We would weave in and out of the U.S. and Canada, then down the coast into Mexico, and then on to the Caribbean. I made peace with my mother’s death during long hours of speechless travel in the in the deserts of the Southwest. I fell in love with the Pacific Northwest. I watched the landscape move by me changing from cities to plains, to mountains, canyons and painted deserts. Through deep forests came ocean vistas. Then finally, just the hum of the small Toyota tires stretching north on the hot pavement . One day in late fall of 1973, I arrived back to where my story began.

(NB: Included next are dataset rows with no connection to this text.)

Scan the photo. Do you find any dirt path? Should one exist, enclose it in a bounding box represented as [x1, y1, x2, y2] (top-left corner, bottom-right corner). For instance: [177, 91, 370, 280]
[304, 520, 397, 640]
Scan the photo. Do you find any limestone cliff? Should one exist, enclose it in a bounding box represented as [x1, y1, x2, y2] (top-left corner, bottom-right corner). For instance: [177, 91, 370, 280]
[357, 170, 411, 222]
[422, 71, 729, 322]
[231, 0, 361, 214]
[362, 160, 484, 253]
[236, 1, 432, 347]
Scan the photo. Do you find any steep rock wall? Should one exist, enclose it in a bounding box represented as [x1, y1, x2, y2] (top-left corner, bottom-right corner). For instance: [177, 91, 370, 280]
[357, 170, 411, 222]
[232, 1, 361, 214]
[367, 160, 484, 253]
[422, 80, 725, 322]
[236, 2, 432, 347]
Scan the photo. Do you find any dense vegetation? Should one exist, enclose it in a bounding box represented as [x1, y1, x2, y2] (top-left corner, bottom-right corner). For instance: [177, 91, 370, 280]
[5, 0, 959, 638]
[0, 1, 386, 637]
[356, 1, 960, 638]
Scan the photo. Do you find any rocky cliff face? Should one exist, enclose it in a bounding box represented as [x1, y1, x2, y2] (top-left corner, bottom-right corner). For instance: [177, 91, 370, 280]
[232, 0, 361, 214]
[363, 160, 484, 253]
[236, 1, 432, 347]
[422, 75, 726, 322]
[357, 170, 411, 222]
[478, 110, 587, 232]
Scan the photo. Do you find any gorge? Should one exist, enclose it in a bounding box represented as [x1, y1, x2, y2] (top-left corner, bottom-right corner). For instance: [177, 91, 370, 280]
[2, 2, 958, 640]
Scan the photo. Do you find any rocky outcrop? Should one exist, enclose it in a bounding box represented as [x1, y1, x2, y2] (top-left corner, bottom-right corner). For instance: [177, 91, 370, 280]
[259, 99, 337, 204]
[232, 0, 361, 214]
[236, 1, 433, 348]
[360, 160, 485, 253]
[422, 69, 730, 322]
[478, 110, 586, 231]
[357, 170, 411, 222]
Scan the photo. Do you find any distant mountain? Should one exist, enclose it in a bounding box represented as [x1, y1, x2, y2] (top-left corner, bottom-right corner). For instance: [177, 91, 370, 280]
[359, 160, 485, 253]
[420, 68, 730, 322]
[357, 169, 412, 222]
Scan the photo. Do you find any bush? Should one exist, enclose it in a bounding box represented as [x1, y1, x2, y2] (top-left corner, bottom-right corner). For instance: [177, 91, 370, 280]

As fate would have it, a Dear John letter was sent off to Jamaica and the musician and I would be married by the following November. What I know now, that I didn’t know then was that my decision to stay had not been solely based upon my love triangle but another attachment ingrained in me from the time I was a girl. One that once helped me from heartbreak, and one still capable of restoring my faith in the world. I understand now, that all those walks down Ditch, a revelation from a second story window and a jaunt up a long dark road one fated fall night, all played a hand in my destiny. In all my travels then and since, no one place has affected me as this one has. All those years ago, it very simply, called me home.

Today, the windmill is no more than a memory. Destined for ruin, it was lost to fire in 1977. Its parties much like the one we attended decades ago, will forever hold a place in East End folklore. Obviously, Dylan never came. He felt the cliffs were too dangerous for his young children (or so the story goes). But, in 1975 the Rolling Stones would, officially putting Montauk on the map. They could be heard rehearsing from up on the cliffs, nearby the now exclusive trailer park, once my simple summer home.

Currently, with the onset of Montauk madness, there is no longer a code of any kind. The town is crammed with those draining what’s left of “Montauk cool”. It appears the whole world is having an affair with the now legendary locale. But my affairs, born of three poignant stages in my life, have persevered. In them, I see the wonder of a girl, the dreams of an adolescent and my coming of age, all culminate in this one extraordinary spot. When the sun rises to the east, it lights the sea a million jewels fold. And as it sets the stars are brighter and bolder than any I’ve yet to see, bringing heaven that much closer. My decision is yet sound.

Traces of what once was rush over the cliffs in whispers. They beg and call. They remind me, that romance comes and goes but true love, just as the ocean, is constant.